Prospective, non-interventional trial (GAL-DEM-4005). Patients with mild to moderate AD (ICD-10) were treated with 8-24mg/day galantamine. Clinical assessments included DemTect, NOSGER and CGI.
286 patients (ITT, LOCF; 35% with mild, 64% with moderate AD; mean age±SD 75.4±8 years; 54.5% women) were documented. Major reasons for transition were lack of efficacy and tolerability. 77.3% completed the study. After 159±50 days of treatment mean total score in DemTect changed significantly from 7.2±3.5 to 8.2±4.4 (p<0.0001). Clinical response (defined as decline of DemTect raw values ≤2 points) occured in 78.2% of ITT-population - in 82.6% with nootropic, 72.1% with other AChEI, and 70% with memantine pretreatment. NOSGER total scores remained stable with exception of significantly enhanced mood and ADL (p<0.05).

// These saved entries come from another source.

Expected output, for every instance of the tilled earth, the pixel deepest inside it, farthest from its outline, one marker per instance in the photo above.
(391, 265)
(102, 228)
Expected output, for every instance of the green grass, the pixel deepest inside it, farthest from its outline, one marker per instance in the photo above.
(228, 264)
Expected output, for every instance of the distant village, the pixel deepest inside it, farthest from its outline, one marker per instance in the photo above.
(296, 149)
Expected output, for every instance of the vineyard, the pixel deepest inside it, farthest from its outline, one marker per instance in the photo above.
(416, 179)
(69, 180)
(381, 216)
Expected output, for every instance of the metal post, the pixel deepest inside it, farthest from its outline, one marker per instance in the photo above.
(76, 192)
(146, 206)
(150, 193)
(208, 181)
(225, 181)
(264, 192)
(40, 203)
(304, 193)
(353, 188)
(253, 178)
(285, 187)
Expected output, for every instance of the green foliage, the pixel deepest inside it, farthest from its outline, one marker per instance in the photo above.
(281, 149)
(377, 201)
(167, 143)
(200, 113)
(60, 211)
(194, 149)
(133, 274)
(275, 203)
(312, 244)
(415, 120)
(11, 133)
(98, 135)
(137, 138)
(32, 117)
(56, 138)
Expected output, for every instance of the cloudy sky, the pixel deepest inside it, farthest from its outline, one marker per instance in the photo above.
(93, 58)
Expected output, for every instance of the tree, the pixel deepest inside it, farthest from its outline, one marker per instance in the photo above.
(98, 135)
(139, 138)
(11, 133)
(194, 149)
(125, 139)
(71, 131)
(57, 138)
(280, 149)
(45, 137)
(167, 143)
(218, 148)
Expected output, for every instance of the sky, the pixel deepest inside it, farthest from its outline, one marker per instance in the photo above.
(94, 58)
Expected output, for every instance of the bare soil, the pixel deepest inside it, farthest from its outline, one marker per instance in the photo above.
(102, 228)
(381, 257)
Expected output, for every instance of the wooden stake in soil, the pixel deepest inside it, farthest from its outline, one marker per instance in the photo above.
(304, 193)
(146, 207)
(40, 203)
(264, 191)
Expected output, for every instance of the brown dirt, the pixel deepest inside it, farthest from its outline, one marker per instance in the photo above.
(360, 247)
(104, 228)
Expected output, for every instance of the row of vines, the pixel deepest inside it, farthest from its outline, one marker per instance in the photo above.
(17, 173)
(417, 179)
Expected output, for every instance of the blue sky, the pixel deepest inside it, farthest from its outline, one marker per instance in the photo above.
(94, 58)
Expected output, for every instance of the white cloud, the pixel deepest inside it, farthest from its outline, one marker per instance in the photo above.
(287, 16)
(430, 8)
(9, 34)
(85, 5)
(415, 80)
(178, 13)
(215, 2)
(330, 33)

CGI demonstrated an improvement or stabilization for 75.5% of patients. 35.0% had at least one AE. Most frequent AEs (>5%) were nausea, agitation and dizziness. 29 patients (10.1%) discontinued due to AEs. 23 patients experienced a SAE with 2 thereof considered as possibly related to galantamine by the treating physician (syncope, fall with lethal traumatic brain injury).
In this non-interventional trial galantamine revealed favorable effects on cognition and behavior in patients with AD who had been pretreated with memantine, nootropics or other AChEI in daily routine.